Implications for fluid-mediated replacement reactions

The model proposed herein offers a crystallization by particle attachment process that potentially operates over a wide range of replacement reactions by initially nanocolloidal amorphous and crystalline phases. These replacement reactions include, for example, silica and carbonate pseudomorphism and fossilization12,25, or other replacement reactions crucial for palaeoenvironmental isotopic and redox condition studies such as chert nodule5 and pyrite (FeS2) formation26. The oriented attachment of crystalline nanoparticles8 can be incorporated into our model and explains the transfer of crystallographic information (epitaxy) across the fluid film in interface-coupled dissolution-precipitation reactions. In addition, our results suggest a potential atomic crystal templating approach for the controllable synthesis of 3D self-assembled functional materials with ordered lattices and a single domain size of several millimeters. In the light of constant progress in high-resolution analytical instrumentation27 and ever-increasing evidence of nanoparticles as fundamental building blocks in natural environments8, we propose that nanoparticle-based mineral formation is a key mechanism in fluid-mediated replacement reactions in geological processes and the synthesis of advanced functional materials, such as molecular sieves, heterogeneous catalysts, semiconductors, and photonic devices28,29.

Methods

Four bivalve shell samples with their respective host rock were collected in the Allan Rise precious opal field (WGS84 -29.3974°N 134.8581°E) located 52 km south of the Coober Pedy Township (South Australia). The samples were extracted from bulldozer cuts approximately 20 m below the present day surface. Shell samples analyzed are white to milky with moderate play-of-color (POC).
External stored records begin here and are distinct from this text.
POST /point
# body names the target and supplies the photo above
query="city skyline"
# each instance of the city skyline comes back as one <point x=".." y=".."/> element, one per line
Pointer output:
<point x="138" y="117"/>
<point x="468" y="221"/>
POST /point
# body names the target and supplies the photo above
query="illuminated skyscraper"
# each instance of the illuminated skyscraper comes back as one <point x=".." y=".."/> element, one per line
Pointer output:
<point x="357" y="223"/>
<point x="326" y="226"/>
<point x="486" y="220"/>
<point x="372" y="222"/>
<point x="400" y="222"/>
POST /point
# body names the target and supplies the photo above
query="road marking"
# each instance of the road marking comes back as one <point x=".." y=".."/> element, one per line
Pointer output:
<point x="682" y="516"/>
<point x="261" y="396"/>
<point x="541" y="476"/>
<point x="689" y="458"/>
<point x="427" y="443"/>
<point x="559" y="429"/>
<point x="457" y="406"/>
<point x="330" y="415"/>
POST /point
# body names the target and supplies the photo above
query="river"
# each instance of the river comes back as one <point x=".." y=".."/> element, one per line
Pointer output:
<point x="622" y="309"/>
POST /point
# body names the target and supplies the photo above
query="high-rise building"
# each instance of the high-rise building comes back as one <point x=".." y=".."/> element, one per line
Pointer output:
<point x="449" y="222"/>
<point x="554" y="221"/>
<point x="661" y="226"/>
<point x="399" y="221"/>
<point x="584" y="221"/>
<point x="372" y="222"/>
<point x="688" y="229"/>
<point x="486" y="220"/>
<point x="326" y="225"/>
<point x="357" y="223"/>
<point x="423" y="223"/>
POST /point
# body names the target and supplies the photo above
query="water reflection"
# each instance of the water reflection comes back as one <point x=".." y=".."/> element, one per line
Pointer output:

Bivalve shells and their friable porous host rock (Supplementary Fig. S1) were cut using a diamond-impregnated steel lapidary saw cooled with water-free fluid. Diamond polished thin sections (30 µm thick) were prepared using standard procedures. For polarized light microscopy, a Zeiss Axio Lab.A1 petrographic microscope was used. At least 400 intersection angles between straight twin and cleavage planes of crystals were measured and averaged over each sample. Non-destructive µ-XRD was used on thick sections, at the University of Tübingen (Germany), with a modified Bruker AXS micro-X-ray diffractometer D8 discover with focusing X-ray optics and a VANTEC500 2D-detector. Diffractograms (Supplementary Fig. S2) were recorded for 300 s at a beam diameter of 50 µm in the 2θ range 7–67°, using Co-Kα radiation at 30 kV and a tube current of 30 mA. Quantitative element concentrations (Supplementary Table 1) were determined on carbon-coated, polished thin sections, using a JEOL JXA 8200 Superprobe operated at 15 kV acceleration voltage, 20 nA beam current, and a beam diameter of 10 μm. For each specimen, at least 30 crystals with 30 point analyses each were measured. The samples were analyzed for the elements Si, Ti, Al, Fe, Mg, Mn, Ca, Ba, Sr, Na, K, S, and P. Acquisition time for Na analysis was 5 s on peak and 5 s on background. Peak and background of other elements were measured for 10 s each. The instrument was internally calibrated using natural silicate, oxide, and basalt (VG-2) and rhyolite (VG-568) glass.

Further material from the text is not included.